The Allied Paper Company used toxic chemicals known as PCBs in production in the 1950s through 70s. The EPA added the abandoned factory to the Superfund program in 1990.

Cleanup at Allied Paper didn’t start until 2021. The toxic waste will be consolidated and sealed at the site. The EPA originally set a completion target of 2024. But site leader Michael Berkoff said excessive rain has complicated the project.     
“And even after those rains, that significant amount of time spent was spent on de-watering the property after rain events,” said Berkoff. “So I think that 2026 is more realistic endpoint for us.”
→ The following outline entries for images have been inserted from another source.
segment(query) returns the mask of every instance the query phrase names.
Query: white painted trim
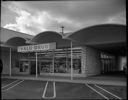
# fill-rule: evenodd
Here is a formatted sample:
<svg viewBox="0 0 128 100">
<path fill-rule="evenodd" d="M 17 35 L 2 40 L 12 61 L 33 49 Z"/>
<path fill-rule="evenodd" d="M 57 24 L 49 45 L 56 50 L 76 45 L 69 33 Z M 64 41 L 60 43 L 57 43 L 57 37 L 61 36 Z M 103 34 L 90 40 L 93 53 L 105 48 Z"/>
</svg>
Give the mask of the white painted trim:
<svg viewBox="0 0 128 100">
<path fill-rule="evenodd" d="M 88 84 L 86 84 L 85 83 L 85 85 L 87 86 L 87 87 L 89 87 L 90 89 L 92 89 L 93 91 L 95 91 L 96 93 L 98 93 L 100 96 L 102 96 L 103 98 L 105 98 L 105 99 L 107 99 L 107 100 L 109 100 L 109 98 L 108 97 L 106 97 L 105 95 L 103 95 L 102 93 L 100 93 L 100 92 L 98 92 L 96 89 L 94 89 L 93 87 L 91 87 L 91 86 L 89 86 Z"/>
<path fill-rule="evenodd" d="M 98 88 L 100 88 L 100 89 L 102 89 L 102 90 L 104 90 L 105 92 L 111 94 L 112 96 L 116 97 L 117 99 L 122 99 L 121 97 L 119 97 L 119 96 L 117 96 L 117 95 L 115 95 L 115 94 L 113 94 L 113 93 L 111 93 L 111 92 L 105 90 L 104 88 L 102 88 L 102 87 L 100 87 L 100 86 L 98 86 L 98 85 L 96 85 L 96 84 L 95 84 L 95 86 L 98 87 Z"/>
</svg>

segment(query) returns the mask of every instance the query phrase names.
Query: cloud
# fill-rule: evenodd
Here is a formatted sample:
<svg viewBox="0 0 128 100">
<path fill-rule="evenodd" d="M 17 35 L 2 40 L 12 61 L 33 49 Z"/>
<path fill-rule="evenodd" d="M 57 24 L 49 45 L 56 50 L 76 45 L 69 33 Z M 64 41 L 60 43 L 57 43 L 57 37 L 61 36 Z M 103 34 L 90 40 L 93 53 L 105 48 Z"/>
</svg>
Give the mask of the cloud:
<svg viewBox="0 0 128 100">
<path fill-rule="evenodd" d="M 126 9 L 124 1 L 102 0 L 97 2 L 87 0 L 86 2 L 32 1 L 4 3 L 4 7 L 8 7 L 11 12 L 16 14 L 15 21 L 6 23 L 4 27 L 36 35 L 47 30 L 61 32 L 61 26 L 65 27 L 64 32 L 74 32 L 95 24 L 125 24 Z M 4 20 L 2 21 L 4 22 Z"/>
<path fill-rule="evenodd" d="M 46 30 L 60 32 L 61 25 L 66 26 L 67 31 L 71 31 L 79 26 L 79 23 L 76 23 L 75 21 L 69 20 L 65 17 L 52 16 L 49 12 L 46 11 L 38 11 L 32 15 L 31 13 L 19 9 L 15 6 L 9 6 L 9 8 L 18 16 L 15 19 L 16 23 L 6 24 L 4 28 L 12 29 L 15 31 L 36 35 Z"/>
<path fill-rule="evenodd" d="M 126 12 L 122 12 L 108 18 L 107 23 L 116 23 L 126 25 Z"/>
</svg>

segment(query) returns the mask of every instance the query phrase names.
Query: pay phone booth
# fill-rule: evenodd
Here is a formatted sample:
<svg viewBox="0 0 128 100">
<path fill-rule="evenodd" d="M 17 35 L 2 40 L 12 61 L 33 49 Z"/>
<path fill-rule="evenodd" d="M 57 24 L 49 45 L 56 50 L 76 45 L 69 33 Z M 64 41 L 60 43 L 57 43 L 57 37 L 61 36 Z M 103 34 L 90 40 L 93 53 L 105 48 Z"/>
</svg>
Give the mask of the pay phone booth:
<svg viewBox="0 0 128 100">
<path fill-rule="evenodd" d="M 18 52 L 22 53 L 34 53 L 34 59 L 31 60 L 28 58 L 30 61 L 30 75 L 37 75 L 40 74 L 42 71 L 42 66 L 47 65 L 45 69 L 51 70 L 52 73 L 54 73 L 54 50 L 56 49 L 56 43 L 45 43 L 45 44 L 38 44 L 38 45 L 27 45 L 27 46 L 19 46 L 17 48 Z M 44 56 L 47 54 L 47 51 L 50 51 L 51 53 L 49 54 L 49 57 L 46 57 L 45 59 L 41 57 L 40 55 Z M 46 54 L 45 54 L 46 53 Z M 45 60 L 45 64 L 44 64 Z M 43 65 L 42 65 L 43 64 Z M 48 66 L 49 64 L 49 66 Z M 44 69 L 44 68 L 43 68 Z M 48 71 L 51 72 L 51 71 Z"/>
</svg>

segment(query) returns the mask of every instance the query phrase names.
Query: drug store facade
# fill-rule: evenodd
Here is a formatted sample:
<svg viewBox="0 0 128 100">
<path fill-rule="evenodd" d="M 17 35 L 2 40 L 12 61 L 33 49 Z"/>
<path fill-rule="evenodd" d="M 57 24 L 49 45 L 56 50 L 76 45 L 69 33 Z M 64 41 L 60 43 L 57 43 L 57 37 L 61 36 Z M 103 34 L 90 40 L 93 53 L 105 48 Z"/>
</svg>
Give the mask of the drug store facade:
<svg viewBox="0 0 128 100">
<path fill-rule="evenodd" d="M 53 31 L 36 36 L 17 32 L 20 35 L 1 41 L 3 74 L 87 77 L 120 71 L 126 62 L 122 60 L 126 59 L 125 31 L 124 25 L 103 24 L 66 36 Z"/>
</svg>

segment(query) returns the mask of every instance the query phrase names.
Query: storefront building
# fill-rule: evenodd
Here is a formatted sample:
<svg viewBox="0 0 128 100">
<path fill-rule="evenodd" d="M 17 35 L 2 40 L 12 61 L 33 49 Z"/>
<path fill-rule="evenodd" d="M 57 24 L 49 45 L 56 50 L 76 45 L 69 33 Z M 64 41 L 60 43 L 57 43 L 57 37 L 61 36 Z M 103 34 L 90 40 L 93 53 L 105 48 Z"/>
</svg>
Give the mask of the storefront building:
<svg viewBox="0 0 128 100">
<path fill-rule="evenodd" d="M 3 74 L 10 76 L 88 77 L 121 71 L 117 62 L 126 59 L 124 25 L 95 25 L 67 36 L 53 31 L 30 36 L 3 28 L 1 33 Z"/>
</svg>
Wildflowers and grass  with a large mound of dirt in the background
Jessi Phillips
/
WMUK
Wildflowers and grass have grown back along Portage Creek, which runs along the edge of the Allied Paper site.

Allied Paper is one of two Kalamazoo-area Superfund sites where environmental agencies are still cleaning up PCBs. The other is the Kalamazoo River. The EPA said it has been monitoring air quality around the Allied Paper site, and has not detected any issues.

Pat DeKoff remembers a time after the factory closed but before the cleanup began, when the site was home to deer and foxes.

“Like I said, it was beautiful at one time,” she said. “And maybe it will be again. I don’t mind having a mountain in the back.”